Eleição: População do Rio unida pelos mesmos problemas

Paula Máiran e Pedro Vieira, Jornal do Brasil

RIO - Muito se falou nos últimos três meses em propostas de campanha para unir a cidade há tempos partida. E haja promessas de tornar realidade a tão sonhada integração urbana e social. Em ronda pelo Rio, o Jornal do Brasil constatou, no entanto, que a cidade já pode se declarar unida, ao menos no que se refere aos muitos problemas em comum da população, seja nas zonas Norte, Oeste ou Sul. Entre tantas mazelas, o JB flagrou a realidade de quem enfrenta em seu cotidiano, aqui e acolá, esgoto a céu aberto; transporte, educação e saúde em níveis sofríveis e espaço urbano fora da ordem municipal.

Por detrás do mosaico formado por tantos problemas da cidade, a arquiteta e urbanista Vera Regina Tângari, professora da UFRJ, enxerga um passado de omissão do poder público.

Vejo esta omissão na gestão de aspectos socio-econômicos fundamentais para uma sociedade como a nossa, que apresenta elevada concentração de renda: cidadania, habitação, transportes, educação, saúde e saneamento afirma ela. O reflexo dessa omissão se concretiza na paisagem da cidade, que exprime com clareza todas as contradições desse processo.

Embora haja problemas semelhantes em todo canto do Rio, a pesquisadora alerta, porém, para o fato de persistir histórica diferenciação no tratamento, na aplicação de recursos, na fiscalização, na gestão e na administração de serviços e equipamentos dispensados em partes distintas da cidade:

Os bairros do Centro, Zona Sul e Barra da Tijuca, que concentram as menores parcelas da população, recebem a maior parte dos recursos e cuidados, se comparados aos bairros das zonas Norte e Oeste, onde mora a maioria dos cariocas.

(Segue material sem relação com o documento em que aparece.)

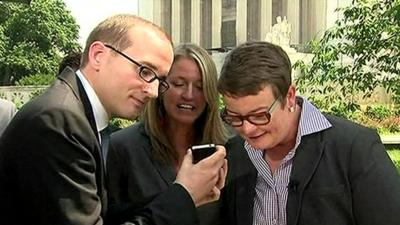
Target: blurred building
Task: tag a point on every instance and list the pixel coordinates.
(226, 23)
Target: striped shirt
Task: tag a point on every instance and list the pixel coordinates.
(272, 189)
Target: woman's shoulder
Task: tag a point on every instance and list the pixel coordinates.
(135, 132)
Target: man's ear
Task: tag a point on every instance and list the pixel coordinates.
(97, 52)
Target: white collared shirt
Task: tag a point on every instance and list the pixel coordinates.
(100, 114)
(272, 189)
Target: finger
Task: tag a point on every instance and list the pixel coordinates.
(215, 193)
(215, 160)
(188, 158)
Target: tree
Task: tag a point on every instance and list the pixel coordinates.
(358, 54)
(33, 38)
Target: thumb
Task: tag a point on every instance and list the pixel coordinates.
(188, 157)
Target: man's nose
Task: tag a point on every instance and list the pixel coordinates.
(151, 89)
(247, 127)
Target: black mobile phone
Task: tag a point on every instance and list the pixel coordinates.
(200, 152)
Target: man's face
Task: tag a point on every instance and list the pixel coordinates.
(260, 136)
(121, 90)
(184, 102)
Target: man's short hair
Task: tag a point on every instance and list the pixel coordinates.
(252, 66)
(113, 31)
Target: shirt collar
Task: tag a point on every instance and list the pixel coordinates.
(311, 121)
(100, 114)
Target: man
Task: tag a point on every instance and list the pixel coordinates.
(51, 161)
(7, 111)
(295, 164)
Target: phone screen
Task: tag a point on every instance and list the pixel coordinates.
(202, 151)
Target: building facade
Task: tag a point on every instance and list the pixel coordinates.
(227, 23)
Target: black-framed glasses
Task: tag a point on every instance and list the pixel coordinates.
(262, 118)
(144, 72)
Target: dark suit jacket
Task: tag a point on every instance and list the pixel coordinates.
(135, 176)
(340, 176)
(51, 170)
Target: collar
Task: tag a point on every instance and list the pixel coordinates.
(100, 114)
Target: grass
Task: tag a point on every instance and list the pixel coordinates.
(395, 156)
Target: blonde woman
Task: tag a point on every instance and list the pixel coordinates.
(144, 158)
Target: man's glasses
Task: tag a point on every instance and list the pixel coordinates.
(262, 118)
(144, 72)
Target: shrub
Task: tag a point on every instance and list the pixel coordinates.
(395, 156)
(379, 112)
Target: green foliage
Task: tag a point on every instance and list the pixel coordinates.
(395, 156)
(34, 38)
(358, 54)
(379, 112)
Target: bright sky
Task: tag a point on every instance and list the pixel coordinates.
(88, 13)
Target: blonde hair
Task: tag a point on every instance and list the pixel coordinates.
(113, 31)
(209, 125)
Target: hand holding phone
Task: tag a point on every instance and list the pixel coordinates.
(200, 152)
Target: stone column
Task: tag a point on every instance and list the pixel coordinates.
(176, 22)
(145, 9)
(216, 24)
(265, 18)
(241, 21)
(293, 17)
(195, 21)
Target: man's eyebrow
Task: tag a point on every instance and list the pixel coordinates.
(154, 68)
(251, 112)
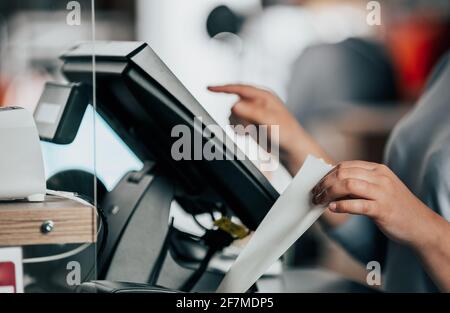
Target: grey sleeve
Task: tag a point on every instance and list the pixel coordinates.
(361, 238)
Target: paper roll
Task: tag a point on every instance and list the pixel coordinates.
(289, 218)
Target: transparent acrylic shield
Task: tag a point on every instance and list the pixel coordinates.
(48, 244)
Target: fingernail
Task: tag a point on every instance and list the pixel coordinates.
(332, 206)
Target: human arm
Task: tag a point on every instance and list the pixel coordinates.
(373, 190)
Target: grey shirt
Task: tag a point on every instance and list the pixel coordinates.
(419, 153)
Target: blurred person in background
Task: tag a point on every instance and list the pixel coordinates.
(396, 214)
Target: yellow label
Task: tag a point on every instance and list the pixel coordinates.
(237, 231)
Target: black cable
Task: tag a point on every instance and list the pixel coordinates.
(156, 270)
(216, 240)
(105, 234)
(194, 278)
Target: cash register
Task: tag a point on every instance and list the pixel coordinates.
(142, 101)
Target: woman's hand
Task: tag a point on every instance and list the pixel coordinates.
(261, 107)
(373, 190)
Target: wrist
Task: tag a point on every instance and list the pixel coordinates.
(428, 233)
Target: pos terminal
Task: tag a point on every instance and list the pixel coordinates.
(142, 101)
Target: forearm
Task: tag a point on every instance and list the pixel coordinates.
(295, 155)
(301, 145)
(434, 250)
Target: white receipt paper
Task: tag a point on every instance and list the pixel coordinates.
(289, 218)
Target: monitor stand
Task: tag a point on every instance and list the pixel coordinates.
(138, 211)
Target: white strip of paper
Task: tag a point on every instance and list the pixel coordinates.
(289, 218)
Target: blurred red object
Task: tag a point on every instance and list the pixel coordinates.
(416, 43)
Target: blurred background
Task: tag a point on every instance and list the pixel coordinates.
(346, 81)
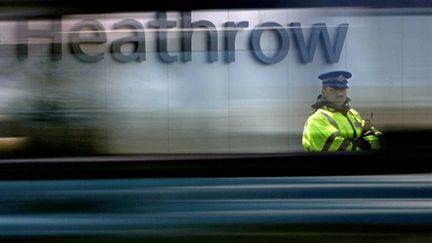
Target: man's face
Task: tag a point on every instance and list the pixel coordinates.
(335, 95)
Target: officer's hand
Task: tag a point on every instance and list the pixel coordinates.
(362, 143)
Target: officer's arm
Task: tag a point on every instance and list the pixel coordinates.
(320, 135)
(372, 136)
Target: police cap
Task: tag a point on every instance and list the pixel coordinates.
(336, 79)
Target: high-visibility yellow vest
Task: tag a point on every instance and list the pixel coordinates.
(330, 130)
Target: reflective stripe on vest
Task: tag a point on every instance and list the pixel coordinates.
(331, 120)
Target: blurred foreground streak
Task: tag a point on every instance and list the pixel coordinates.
(317, 209)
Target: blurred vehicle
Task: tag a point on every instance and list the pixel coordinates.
(182, 121)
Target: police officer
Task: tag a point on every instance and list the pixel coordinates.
(333, 124)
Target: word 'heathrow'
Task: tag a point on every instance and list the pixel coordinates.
(318, 34)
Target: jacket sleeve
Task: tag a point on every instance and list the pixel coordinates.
(319, 135)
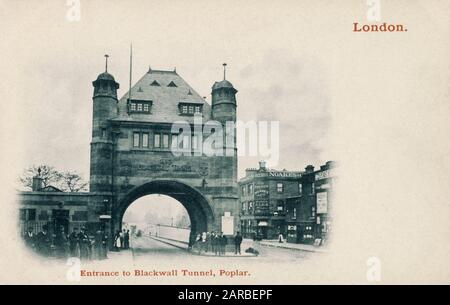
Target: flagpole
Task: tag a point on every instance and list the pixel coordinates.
(131, 69)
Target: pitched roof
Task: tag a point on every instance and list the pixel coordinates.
(165, 98)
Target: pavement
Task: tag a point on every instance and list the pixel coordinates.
(184, 246)
(158, 252)
(291, 246)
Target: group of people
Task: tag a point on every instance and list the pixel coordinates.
(216, 242)
(60, 245)
(122, 240)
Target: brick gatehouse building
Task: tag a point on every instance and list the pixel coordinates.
(131, 157)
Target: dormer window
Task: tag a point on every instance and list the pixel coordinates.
(139, 106)
(190, 109)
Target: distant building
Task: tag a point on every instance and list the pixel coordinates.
(308, 215)
(263, 193)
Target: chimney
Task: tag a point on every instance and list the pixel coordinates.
(309, 169)
(262, 165)
(37, 183)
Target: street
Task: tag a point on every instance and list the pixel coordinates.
(144, 248)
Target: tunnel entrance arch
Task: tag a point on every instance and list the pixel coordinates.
(197, 206)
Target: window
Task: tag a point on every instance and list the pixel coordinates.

Mas Vera aponta o rumo para possíveis soluções:

Aprender a conhecer, a ouvir e a discutir com a população, lidando com as contradições, e não apenas com os consensos, do espaço urbano, e também com as leituras e olhares diferenciados que enxergam a cidade, seus conflitos e problemas, e também as suas potencialidades, antes que essas acabem.

E, neste momento eleitoral, a urbanista lamenta o efeito da política na gestão da cidade:

Quando as questões partidárias e de relacionamento sobrepassam as questões técnicas, ocorrem distorções que tornam a gestão pública deficitária e ineficiente.

O ambientalista Ricardo Portugal lembra que não é só a prefeitura a responsável pela cidade.

Cabe ao prefeito estimular a educação ambiental para que as pessoas tenham conscientização. Por mais que seja responsabilidade do poder público combater a poluição, a população também tem culpa nesse processo. Precisa se mobilizar e lutar por seus interesses, cobrar do poder público a parte que lhe cabe.

Em alguns casos, a solução pode ser mais simples do que parece. É o que afirma o engenheiro de trânsito Fernando MacDowell.

Uma simples reorganização das estruturas viárias permitiria ao carioca, por exemplo, não perder tantas horas no trânsito ensina, seguro de haver solução à vista ao menos para esse problema.